Sin embargo, y pese a que hoy se mire con desdén al periodo de la transición, considero que las fallas y yerros de ese momento histórico deberían servir para mejorar lo que este nos heredó, desafortunadamente, la realidad actual va en otro sentido.
El debate público, el derecho a disentir y las controversias legales y constitucionales son parte del quehacer cotidiano de cualquier sistema democrático medianamente funcional. Lo que estamos viviendo hoy con respecto a la Reforma a la Ley de Industria Eléctrica es parte del vaivén de la democracia. Si era prudente o no entrar en ese batalla dadas las condiciones actuales de la economía global, ese es otro asunto.
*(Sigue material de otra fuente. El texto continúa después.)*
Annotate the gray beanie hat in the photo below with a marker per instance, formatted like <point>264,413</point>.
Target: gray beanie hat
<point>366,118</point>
Lo que a mí me preocupa, más allá de los litigios, amparos y de las respectivas revanchas de uno y otro bando, es el estado en el que quedarán las instituciones después de todo este lío. ¿Cómo quedará la imagen de la Suprema Corte de Justica una vez que dicte el fallo definitivo?, ¿cuál será el costo político para los jueces que dictan los amparos?, ¿cuál será la percepción pública de estos organismos y de quiénes los integran una vez que pase la tormenta?
Porque hay que decirlo, las instituciones de justica en México no gozan de muy buena reputación, y lamentablemente ese descredito se lo han ganado a pulso. Por otro lado, eso no justifica el desdén oficial y el juicio a modo que ejerce la actual administración, que teniendo o no razón de su desconfianza frente a estos organismos, su labor debería ser fortalecerlos con la mayor imparcialidad posible…
Claro, esto sigue en el terreno de lo ideal.
Desde luego este escenario ya lo veíamos venir. El desenlace de este penoso episodio aún está por verse y me parece ocioso especular al respecto, porque como ya he señalado, lo que más me preocupa es el día después para las instituciones de este país.
Hagamos un pequeño ejercicio de imaginación y visualicemos al país una vez que termine este sexenio, ¿qué proyecto de nación habrá quedado?, ¿qué instituciones seguirán en pie?, ¿qué estamos construyendo ahora que tenga la capacidad de sobrevivir a la presencia magnética de un presidente que se ve a sí mismo como la personificación del Estado?
Son todas estas preguntas legítimas ante las embates constantes que ha protagonizado esta administración, algunos justificados, otros no tanto. Comprendo la necesidad del presidente de llevar a buen puerto y lo más pronto posible sus deseos de transformar al país, sin embargo, permanecen mis dudas respecto a algunos de sus modos y maneras.
Ojalá que los desencuentros de este gobierno con algunas instituciones del Estado no tengan efectos colaterales severos. En 2024, López Obrador se irá, pero la huella que deje, sea negativa o positiva, se quedará y será el país el que tendrá que afrontarla.